無論是在「大慶油田陳列館」還是在「鐵人王進喜紀念館」,開場白一般都是這樣的:大慶,是中國重要的石油石化生產基地,猶如一顆璀璨的明珠鑲嵌在松嫩平原。在近半個世紀的開發建設中,英雄的大慶人,一次創業,在一片荒原上開發建成了世界級的特大油田,為民族爭了光,為國家作出了重要貢獻;二次創業,在這片神奇的土地上,又崛起了一座繁榮美麗、文明和諧的現代化城市,續寫著一個又一個新的輝煌……
最早的大慶人應該說是紅色草原那些人,他們是這塊土地的原住民。開發油田以後,「天南海北來會戰,誓奪頭號大油田,干!干!干!」一下子把原來的「土著」幹得邊緣化了。當年集全國之人力、物力和十萬官兵開發油田,開發北大荒,所以說大慶是個移民城市名副其實。

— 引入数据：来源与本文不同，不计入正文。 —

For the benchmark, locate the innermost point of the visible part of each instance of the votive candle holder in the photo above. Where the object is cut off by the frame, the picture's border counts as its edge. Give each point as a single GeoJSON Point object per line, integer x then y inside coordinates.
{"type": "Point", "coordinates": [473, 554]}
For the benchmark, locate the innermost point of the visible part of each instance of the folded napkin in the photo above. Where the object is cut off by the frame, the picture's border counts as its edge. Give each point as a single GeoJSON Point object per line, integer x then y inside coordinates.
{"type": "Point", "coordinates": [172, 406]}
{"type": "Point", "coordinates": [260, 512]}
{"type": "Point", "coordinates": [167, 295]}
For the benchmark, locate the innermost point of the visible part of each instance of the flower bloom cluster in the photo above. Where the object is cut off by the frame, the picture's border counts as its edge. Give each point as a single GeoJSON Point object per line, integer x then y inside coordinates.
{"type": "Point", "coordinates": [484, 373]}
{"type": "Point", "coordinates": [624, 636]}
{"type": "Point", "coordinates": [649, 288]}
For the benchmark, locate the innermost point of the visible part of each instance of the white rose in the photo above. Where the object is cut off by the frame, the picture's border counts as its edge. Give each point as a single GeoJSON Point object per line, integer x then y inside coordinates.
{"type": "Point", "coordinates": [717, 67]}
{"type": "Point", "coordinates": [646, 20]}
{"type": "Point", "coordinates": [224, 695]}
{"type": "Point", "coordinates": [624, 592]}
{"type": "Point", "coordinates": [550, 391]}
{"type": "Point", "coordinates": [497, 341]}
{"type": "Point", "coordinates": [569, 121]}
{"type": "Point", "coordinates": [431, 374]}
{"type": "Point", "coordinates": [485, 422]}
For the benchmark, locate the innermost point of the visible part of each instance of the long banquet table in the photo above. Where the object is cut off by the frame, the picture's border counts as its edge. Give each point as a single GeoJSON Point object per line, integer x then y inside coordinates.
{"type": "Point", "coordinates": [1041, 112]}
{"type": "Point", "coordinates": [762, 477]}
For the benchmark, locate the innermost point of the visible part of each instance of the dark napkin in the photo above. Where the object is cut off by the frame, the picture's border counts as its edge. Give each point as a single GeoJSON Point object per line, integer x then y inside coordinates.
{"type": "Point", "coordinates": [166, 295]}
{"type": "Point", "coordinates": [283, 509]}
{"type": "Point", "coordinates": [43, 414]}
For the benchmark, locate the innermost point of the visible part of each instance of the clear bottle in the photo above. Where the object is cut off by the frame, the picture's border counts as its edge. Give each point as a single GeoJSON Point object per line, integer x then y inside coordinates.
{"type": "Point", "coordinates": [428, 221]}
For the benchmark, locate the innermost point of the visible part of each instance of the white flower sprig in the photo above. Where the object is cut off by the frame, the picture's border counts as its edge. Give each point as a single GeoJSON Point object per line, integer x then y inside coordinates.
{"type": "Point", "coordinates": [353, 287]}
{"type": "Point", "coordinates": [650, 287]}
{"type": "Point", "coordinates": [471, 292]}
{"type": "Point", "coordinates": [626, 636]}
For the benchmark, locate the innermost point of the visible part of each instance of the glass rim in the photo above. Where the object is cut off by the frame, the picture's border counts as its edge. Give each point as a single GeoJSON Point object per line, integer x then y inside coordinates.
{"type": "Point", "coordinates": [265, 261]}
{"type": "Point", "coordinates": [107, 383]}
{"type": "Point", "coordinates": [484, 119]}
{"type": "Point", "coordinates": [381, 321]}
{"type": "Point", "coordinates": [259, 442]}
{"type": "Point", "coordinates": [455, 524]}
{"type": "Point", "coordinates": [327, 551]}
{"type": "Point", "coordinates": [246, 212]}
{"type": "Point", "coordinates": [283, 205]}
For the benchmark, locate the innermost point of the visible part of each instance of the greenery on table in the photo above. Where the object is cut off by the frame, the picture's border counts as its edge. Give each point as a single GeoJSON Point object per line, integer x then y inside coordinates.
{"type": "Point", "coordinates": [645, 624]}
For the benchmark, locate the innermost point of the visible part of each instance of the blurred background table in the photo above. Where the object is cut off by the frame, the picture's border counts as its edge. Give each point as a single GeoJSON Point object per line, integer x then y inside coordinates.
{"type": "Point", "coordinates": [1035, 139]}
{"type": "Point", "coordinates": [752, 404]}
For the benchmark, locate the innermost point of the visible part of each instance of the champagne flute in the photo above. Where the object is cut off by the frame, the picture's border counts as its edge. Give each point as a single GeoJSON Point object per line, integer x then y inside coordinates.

一方水土養一方人。進東北的時間長了,這些四面八方天南海北的會戰人慢慢地也變成了東北人。特別是那些老石油人的後代,儘管他們的父輩有的還保持著以往家鄉風俗習慣,但在他們的子女身上,經過四十多年的滄桑歲月,那種關內的基因慢慢地退化了,搖身一變,他們的衣食住行完全融入了東北的風土人情,喜歡上了東北的大蔥蘸大醬,豬肉、酸菜燉粉條子。半個世紀的與時俱進,使黑土文化中傳統的「傻大黑粗」形象,自覺不自覺地潛移默化在當今大慶人的身上,這就是東北風同化的力量。
說大慶人「傻」,主要傻在缺乏創業和冒險精神。背靠黑金,企事業單位一般都財源滾滾,吃喝不愁。大慶人安於現狀,不思進取。這幾年,大慶一下子擁進來那麼多的外地民工,搞建築的、開飯店的、經商辦廠的,溫州人在此還成立了商會。連小一點兒的修鞋、撿破爛、抱著孩子站在十字路口要飯的,都瞄準了大慶人靠工資吃飯,大錢掙不來、小錢不願賺的這一特性大賺其錢。大慶人眼睜睜地看著別人把錢裝進口袋,卻懶得動彈。修鞋嫌丟人,撿破爛嫌埋汰,擺小攤嫌賺錢少。大慶的市建公司沒有幾家是效益好的,因為我們的職工缺少江蘇民工那種起早貪黑、吃苦耐勞的精神。儘管大慶也有很多人下崗,也有很多子女未就業,但這些人寧可接受政府的低保也不願意去創業冒險。南方銀行的錢不夠貸,大慶銀行的款貸不出,以至大慶商業銀行的廣告打出「決策鏈短,你貸不待」仍無人問津,弄得銀行倒灰頭土臉的。據說某南方來大慶的打工妹,為其夥伴發電報,為了省錢,只寫了六個字:「錢多、人傻、速來。」
說大慶的「大」,一是地域大,城市鬆散,區與區間隔較遠,組團分佈。中國有自行車的王國之稱,但在大慶的街道,你絕對很少能看到自行車,私家小汽車倒比比皆是。不是大慶人都有錢,而是走不起。所以再窮的大慶人也要想法弄台車,以解決代步問題。二是大道有形。無論是鐵人大道,還是世紀大道,無論市內還是市外,大慶的道路建設得都非常大氣,路寬質高,外地司機來了可以盡情撒歡兒地跑。有一年,我陪哈爾濱《生活報》的記者去大同採訪。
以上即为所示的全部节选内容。